1] "Seeing" ultimately occurs in the occipital lobes at the back of the brain, and all the brain has to work with is nerve cells, action potentials of nerve cells exciting or inhibiting subsequent nerve cells... the brain does not "see" physical objects, nor the light from objects, it has only the signals from upstream nervous activity with which to abstract the experience of seeing.
2] Detection of edges, angles, shapes, lateral movements, rotations, and many other features are extracted within the ten layers of the retina before the signals leave out the optic nerve.
The surface of the cortex of the brain also has ten functional processing layers, and the retina is very much a specialized projection of the brain's cortical surface through the optic nerve to the back of the eyeball.
3] A pair of lateral geniculate nuclei take signals from each half of each retina and form six layers from the two eyes - six layers of processing structures. This is where much of the processing of depth is done by comparing and processing the different signals in adjacent layers from the two eyes.

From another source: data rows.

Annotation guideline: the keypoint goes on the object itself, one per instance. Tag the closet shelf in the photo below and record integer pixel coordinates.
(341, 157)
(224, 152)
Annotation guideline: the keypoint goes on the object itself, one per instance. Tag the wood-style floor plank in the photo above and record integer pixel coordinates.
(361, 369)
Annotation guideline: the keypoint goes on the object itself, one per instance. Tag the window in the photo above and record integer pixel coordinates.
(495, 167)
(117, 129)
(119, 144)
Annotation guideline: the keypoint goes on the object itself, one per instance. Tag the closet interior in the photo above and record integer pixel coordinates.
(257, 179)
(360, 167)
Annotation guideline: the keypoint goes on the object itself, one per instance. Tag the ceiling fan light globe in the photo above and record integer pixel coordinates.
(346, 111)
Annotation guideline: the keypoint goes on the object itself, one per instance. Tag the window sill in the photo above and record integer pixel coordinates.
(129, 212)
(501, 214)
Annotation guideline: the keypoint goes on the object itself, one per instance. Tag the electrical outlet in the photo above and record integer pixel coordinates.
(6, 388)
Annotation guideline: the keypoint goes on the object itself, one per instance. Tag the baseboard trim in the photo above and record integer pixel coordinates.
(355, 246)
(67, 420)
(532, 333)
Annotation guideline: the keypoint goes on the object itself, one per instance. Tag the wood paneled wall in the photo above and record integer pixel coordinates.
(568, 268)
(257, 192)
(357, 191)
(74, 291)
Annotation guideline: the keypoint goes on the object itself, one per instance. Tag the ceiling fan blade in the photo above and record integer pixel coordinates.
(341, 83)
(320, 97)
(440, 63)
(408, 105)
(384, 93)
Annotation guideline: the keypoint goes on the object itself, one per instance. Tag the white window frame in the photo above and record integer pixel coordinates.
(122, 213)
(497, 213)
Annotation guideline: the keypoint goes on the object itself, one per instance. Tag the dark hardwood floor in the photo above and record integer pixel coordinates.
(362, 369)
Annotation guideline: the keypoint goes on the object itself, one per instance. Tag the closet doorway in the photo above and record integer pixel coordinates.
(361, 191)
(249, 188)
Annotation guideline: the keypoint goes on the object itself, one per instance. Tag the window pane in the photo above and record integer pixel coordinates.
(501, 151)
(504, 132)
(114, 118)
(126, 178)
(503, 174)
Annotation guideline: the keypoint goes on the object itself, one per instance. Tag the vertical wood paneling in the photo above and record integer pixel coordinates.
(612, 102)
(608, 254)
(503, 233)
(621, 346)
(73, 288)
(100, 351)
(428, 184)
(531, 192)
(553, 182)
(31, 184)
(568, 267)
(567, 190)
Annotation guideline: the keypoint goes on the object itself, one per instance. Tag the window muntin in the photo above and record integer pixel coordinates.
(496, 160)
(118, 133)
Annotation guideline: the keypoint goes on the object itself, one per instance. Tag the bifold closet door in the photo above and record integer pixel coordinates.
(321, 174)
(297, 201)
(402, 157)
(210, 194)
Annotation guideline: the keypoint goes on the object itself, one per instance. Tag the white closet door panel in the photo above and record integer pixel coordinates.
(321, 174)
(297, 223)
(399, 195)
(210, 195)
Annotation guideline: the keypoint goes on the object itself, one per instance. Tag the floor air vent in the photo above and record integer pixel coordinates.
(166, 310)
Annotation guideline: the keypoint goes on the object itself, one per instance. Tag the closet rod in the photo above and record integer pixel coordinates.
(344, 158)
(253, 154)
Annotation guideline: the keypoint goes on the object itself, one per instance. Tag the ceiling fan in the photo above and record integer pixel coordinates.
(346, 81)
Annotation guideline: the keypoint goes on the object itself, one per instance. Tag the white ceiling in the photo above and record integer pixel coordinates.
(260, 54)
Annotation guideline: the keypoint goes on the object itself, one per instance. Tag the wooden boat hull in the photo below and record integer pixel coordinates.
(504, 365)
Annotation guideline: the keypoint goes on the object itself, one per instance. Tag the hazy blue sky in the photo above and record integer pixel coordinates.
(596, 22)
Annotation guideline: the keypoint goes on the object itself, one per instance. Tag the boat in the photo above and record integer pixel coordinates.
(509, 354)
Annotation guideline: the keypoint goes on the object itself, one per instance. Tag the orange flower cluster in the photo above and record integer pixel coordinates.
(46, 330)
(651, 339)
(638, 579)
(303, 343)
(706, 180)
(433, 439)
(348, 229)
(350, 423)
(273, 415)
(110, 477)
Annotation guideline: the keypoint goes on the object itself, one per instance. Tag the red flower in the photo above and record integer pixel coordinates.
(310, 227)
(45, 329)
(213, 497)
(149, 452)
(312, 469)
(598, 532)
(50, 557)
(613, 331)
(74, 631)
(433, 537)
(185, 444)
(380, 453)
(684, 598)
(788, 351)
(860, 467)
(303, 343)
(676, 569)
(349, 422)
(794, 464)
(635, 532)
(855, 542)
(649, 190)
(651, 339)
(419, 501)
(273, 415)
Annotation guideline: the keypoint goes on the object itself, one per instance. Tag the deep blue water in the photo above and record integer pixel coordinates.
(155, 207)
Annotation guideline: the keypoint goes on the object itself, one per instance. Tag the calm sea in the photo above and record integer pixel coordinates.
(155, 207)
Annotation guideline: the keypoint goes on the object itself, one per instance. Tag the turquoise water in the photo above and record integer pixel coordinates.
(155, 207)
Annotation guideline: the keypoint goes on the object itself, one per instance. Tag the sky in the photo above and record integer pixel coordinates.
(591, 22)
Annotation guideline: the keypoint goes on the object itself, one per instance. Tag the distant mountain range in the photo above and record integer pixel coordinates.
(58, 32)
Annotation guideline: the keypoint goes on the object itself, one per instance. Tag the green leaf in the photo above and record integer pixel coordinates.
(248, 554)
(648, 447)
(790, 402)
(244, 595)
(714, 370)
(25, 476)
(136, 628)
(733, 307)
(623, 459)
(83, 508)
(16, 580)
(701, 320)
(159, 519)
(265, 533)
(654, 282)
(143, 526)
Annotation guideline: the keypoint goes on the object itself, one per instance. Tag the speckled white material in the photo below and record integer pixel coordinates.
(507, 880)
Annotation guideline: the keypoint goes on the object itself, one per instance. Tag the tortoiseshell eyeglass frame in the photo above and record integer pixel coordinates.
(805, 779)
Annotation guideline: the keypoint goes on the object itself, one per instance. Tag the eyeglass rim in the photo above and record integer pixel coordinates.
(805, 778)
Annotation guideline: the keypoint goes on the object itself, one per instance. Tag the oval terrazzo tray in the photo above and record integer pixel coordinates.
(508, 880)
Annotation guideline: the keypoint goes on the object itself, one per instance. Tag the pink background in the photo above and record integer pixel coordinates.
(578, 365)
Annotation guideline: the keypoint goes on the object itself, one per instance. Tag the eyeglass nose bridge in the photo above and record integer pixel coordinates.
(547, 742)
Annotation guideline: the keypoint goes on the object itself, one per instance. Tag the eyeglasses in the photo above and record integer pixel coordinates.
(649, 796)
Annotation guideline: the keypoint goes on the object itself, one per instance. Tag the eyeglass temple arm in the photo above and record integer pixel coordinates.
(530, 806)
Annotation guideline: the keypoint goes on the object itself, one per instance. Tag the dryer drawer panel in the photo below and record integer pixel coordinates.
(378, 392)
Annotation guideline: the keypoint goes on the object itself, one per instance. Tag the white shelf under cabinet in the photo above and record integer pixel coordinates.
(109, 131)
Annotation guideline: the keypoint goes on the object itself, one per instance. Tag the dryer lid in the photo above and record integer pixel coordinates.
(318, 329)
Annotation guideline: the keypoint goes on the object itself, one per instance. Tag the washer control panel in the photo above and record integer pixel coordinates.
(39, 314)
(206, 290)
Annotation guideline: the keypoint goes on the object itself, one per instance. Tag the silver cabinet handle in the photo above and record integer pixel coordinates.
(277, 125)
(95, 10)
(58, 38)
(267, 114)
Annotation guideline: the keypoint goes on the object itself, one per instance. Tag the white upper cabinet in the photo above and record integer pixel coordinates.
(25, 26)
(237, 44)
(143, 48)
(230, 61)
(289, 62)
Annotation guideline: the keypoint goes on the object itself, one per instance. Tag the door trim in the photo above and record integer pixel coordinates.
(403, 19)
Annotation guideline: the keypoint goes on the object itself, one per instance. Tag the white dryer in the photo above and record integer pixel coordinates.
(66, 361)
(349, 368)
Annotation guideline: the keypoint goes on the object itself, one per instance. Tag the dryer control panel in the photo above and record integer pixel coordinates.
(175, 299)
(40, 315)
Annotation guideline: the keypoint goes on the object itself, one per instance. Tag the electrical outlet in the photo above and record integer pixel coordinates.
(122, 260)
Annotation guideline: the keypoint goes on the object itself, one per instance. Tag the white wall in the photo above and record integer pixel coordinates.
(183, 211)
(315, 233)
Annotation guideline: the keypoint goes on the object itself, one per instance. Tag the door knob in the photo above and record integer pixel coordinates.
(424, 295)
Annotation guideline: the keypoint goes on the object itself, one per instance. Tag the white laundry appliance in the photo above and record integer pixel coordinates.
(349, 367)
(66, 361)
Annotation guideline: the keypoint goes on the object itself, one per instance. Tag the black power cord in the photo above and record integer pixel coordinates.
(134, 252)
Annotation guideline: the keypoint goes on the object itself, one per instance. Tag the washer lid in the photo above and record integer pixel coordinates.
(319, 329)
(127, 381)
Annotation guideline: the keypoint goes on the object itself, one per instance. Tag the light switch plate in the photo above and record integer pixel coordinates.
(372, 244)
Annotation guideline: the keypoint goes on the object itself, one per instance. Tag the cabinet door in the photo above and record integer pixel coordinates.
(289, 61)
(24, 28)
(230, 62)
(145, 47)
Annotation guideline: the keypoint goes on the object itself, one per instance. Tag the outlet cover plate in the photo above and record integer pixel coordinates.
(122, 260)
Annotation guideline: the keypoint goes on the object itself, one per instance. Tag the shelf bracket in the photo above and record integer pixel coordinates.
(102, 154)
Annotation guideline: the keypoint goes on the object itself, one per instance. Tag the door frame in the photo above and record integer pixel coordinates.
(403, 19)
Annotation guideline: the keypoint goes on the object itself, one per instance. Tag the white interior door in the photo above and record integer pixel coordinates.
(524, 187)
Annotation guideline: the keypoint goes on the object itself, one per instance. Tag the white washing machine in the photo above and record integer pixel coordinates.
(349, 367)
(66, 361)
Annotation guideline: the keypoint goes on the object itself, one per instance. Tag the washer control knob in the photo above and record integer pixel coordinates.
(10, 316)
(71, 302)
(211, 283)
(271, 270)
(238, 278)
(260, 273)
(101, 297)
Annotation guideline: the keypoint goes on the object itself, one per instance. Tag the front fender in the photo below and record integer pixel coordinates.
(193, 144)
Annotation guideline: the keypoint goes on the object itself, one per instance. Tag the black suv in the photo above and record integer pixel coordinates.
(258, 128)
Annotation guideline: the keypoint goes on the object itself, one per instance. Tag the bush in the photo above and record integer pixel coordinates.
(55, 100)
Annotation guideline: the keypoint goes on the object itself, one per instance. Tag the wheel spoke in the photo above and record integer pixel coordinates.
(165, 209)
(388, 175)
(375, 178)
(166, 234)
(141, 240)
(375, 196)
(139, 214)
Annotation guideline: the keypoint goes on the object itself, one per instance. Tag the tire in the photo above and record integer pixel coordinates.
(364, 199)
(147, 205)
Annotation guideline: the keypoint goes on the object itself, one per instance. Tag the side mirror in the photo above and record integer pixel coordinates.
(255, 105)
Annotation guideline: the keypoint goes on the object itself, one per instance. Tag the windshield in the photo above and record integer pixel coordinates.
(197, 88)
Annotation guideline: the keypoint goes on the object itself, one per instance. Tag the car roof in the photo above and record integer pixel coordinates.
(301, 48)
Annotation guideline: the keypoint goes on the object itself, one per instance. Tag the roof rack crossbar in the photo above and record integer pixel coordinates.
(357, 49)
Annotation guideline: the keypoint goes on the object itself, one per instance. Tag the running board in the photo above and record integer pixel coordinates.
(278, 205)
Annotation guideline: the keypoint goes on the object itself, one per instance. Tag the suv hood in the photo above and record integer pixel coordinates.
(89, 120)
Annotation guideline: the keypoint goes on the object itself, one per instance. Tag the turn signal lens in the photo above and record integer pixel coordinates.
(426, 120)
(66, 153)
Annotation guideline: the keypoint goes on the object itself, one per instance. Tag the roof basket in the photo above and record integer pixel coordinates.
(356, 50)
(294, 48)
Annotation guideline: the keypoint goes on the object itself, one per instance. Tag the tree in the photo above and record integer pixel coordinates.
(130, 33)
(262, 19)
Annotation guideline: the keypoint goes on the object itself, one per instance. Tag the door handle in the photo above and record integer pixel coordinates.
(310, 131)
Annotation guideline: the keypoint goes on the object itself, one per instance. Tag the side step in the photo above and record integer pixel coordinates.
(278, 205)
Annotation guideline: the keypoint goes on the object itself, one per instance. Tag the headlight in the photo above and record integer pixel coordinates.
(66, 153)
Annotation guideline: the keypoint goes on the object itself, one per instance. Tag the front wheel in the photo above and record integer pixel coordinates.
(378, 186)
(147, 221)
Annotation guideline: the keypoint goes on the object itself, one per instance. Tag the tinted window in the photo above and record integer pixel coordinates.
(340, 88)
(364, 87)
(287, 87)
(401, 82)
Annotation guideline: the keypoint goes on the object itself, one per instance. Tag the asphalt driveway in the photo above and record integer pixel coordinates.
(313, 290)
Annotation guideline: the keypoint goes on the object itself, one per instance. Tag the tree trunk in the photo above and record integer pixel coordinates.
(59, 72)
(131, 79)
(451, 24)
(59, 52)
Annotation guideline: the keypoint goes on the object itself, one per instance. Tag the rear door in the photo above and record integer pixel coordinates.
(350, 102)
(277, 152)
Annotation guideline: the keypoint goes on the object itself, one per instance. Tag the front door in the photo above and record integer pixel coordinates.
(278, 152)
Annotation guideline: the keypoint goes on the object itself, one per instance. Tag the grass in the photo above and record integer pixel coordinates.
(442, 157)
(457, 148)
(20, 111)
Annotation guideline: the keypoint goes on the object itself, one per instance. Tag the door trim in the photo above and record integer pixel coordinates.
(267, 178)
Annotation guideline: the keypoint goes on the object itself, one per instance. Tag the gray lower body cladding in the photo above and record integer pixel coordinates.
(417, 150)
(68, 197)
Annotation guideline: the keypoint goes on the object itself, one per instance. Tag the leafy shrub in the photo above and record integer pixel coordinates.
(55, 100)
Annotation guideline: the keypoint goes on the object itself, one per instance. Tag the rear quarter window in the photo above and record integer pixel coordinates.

4] Very many more things are going on... there is a very complicated system that allows you to shift your eyes from looking at one object to another without causing a mass movement of the background across the field of vision - so you can move around and move your eyes around and still percieve a "steady" field of view...
But ultimately we only perceive our own nervous system from the inside out; we don't actually see objects or light, we don't hear sounds, etc. We abstract our entire perception of the world... space, distance, size, color, perspective, time, motion, and all conceptual relations of these.
5] Just to be clear; when you watch a tennis match and think you are "seeing" the moving yellow ball, the part of the brain that process the identification of the shape as a ball, the part that processes the color yellow, and the part that processes the motion of the object... all three of those features are processed in physically separate and different structures. Yet, these are integrated by further processing and you "see" a moving yellow ball as a single whole object of perception - so the level and degree of feature detection, abstraction, and integration is very subtle and sophisticated. Virtually nothing is known about how it really works even today.